Il rispetto dei parametri di riferimento, tuttavia, indica che uno stato è meglio attrezzato per contenere futuri focolai di coronavirus in quanto allenta le restrizioni precedenti.

Gli esperti hanno sottolineato che gli stati devono continuare a raggiungere tutti questi obiettivi settimana dopo settimana e giorno dopo giorno: i casi di Covid-19 devono rimanere bassi, la capacità dei test deve rimanere alta e la capacità ospedaliera dovrebbe essere abbastanza buona per un afflusso di pazienti - fino alla pandemia. è davvero finita, grazie a un vaccino o ad altri mezzi. Altrimenti, una futura ondata di casi di coronavirus, come si è visto nelle pandemie passate, potrebbe uccidere molte più persone.

Devi avere tutte le metriche soddisfatte, ha detto Popescu. Questo deve essere un processo molto graduale e lento per garantire il successo.

E se i numeri iniziano ad andare nella direzione sbagliata, gli stati dovrebbero essere pronti a chiudere di nuovo almeno alcune parti dell'economia. Forse non tanto quanto prima, poiché apprendiamo quali sono i luoghi veramente a rischio di diffusione crescente. Ma gli esperti avvertono che i futuri arresti saranno probabilmente necessari in una certa misura.

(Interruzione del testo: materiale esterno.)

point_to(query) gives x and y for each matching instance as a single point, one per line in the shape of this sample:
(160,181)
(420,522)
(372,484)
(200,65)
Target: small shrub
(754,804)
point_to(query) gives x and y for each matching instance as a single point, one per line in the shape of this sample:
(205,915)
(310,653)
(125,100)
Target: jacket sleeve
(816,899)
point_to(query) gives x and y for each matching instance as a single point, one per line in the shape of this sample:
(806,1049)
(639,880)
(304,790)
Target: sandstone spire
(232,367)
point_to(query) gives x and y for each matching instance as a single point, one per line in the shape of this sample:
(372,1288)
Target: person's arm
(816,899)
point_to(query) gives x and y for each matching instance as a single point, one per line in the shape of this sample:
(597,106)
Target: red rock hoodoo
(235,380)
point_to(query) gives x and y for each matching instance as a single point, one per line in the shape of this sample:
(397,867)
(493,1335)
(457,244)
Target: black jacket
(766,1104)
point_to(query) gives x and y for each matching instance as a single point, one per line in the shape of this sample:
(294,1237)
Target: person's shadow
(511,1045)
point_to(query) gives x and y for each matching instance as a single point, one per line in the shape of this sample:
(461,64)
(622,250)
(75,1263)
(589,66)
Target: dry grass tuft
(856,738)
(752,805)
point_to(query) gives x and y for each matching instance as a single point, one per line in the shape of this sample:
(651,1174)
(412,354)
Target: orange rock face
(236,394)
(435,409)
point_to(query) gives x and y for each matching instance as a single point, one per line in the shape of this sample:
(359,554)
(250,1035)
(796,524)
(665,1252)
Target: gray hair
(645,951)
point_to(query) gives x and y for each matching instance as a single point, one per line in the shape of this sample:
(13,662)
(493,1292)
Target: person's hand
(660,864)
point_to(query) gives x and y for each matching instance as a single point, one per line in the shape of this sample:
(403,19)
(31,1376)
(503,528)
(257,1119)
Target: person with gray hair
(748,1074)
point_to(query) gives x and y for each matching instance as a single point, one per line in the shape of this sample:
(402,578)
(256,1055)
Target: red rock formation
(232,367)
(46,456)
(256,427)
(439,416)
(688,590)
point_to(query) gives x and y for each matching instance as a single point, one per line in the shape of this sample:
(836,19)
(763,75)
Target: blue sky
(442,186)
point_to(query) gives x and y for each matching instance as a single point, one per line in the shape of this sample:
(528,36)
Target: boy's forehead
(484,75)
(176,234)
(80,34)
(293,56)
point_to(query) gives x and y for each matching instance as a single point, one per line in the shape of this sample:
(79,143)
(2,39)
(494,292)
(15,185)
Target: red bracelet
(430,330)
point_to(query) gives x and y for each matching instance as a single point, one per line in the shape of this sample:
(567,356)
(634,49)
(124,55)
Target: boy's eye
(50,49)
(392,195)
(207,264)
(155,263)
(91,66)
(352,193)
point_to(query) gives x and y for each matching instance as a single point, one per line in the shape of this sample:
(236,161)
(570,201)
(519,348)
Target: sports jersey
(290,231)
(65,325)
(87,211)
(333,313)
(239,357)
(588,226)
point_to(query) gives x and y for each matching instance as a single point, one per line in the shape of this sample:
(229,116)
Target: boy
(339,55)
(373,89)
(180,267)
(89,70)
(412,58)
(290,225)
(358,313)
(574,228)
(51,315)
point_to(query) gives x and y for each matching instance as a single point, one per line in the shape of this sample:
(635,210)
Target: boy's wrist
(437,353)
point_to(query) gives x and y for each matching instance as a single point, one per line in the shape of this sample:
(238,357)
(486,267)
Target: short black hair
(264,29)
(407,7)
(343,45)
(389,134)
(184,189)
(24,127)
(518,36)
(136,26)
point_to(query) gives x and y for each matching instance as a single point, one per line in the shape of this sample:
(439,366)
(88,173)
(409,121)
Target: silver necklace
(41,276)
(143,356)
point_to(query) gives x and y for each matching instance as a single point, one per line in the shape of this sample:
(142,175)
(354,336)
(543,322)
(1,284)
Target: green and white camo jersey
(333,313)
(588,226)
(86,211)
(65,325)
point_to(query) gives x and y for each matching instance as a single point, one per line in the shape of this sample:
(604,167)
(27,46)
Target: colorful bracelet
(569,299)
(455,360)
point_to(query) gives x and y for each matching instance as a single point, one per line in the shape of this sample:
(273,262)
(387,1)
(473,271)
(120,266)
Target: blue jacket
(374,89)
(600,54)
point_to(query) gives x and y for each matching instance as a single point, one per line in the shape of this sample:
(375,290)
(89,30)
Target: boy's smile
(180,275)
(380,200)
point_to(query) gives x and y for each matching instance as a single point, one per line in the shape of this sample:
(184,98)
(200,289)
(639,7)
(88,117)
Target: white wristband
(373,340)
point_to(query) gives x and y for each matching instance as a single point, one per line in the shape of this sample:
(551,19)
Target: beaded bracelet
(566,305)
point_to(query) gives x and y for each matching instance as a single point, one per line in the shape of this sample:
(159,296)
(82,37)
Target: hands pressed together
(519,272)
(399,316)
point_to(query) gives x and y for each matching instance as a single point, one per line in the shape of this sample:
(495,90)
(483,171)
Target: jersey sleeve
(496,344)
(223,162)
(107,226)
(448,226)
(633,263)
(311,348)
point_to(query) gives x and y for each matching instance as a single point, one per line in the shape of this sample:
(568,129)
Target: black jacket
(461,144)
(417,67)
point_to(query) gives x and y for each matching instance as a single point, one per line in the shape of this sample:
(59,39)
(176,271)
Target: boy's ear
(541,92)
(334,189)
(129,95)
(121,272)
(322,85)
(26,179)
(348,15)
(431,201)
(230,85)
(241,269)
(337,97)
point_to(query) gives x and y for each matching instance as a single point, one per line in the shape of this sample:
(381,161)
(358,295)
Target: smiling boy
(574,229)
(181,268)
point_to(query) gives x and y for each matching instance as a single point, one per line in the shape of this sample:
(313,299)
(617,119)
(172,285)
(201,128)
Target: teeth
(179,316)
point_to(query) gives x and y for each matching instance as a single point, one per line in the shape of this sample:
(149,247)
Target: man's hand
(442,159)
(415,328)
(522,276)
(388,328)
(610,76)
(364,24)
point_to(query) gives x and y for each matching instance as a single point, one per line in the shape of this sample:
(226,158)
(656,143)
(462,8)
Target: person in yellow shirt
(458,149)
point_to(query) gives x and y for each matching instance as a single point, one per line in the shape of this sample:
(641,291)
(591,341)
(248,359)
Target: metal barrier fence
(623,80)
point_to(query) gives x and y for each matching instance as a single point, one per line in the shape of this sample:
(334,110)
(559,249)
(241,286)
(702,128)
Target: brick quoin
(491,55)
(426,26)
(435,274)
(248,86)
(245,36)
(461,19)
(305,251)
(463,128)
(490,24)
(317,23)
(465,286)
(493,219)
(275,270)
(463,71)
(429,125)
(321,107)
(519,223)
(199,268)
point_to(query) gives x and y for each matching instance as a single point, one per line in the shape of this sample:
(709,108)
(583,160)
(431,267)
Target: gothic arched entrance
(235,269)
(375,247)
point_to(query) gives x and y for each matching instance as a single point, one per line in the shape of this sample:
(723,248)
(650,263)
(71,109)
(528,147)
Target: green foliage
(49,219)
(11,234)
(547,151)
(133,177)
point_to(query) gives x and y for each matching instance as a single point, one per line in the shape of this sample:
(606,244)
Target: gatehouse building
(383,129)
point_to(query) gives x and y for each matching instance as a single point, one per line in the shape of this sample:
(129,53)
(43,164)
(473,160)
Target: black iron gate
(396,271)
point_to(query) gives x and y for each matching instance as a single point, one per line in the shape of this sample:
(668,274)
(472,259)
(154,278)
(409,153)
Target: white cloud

Temo che vedremo ondate di casi e punti caldi, ha detto Watson. Dobbiamo continuare a spingere per sviluppare queste capacità. … Altrimenti, stiamo solo lanciando i dadi sulla diffusione del virus. È meglio se abbiamo un maggiore controllo della diffusione.

Questa è un'altra ragione per cui queste metriche, insieme a una più ampia sorveglianza del coronavirus, sono così importanti: non solo aiutano a mostrare fino a che punto gli Stati sono lontani nell'affrontare i loro attuali focolai di Covid-19, ma aiuteranno a monitorare i progressi per fermare e prevenire anche crisi future.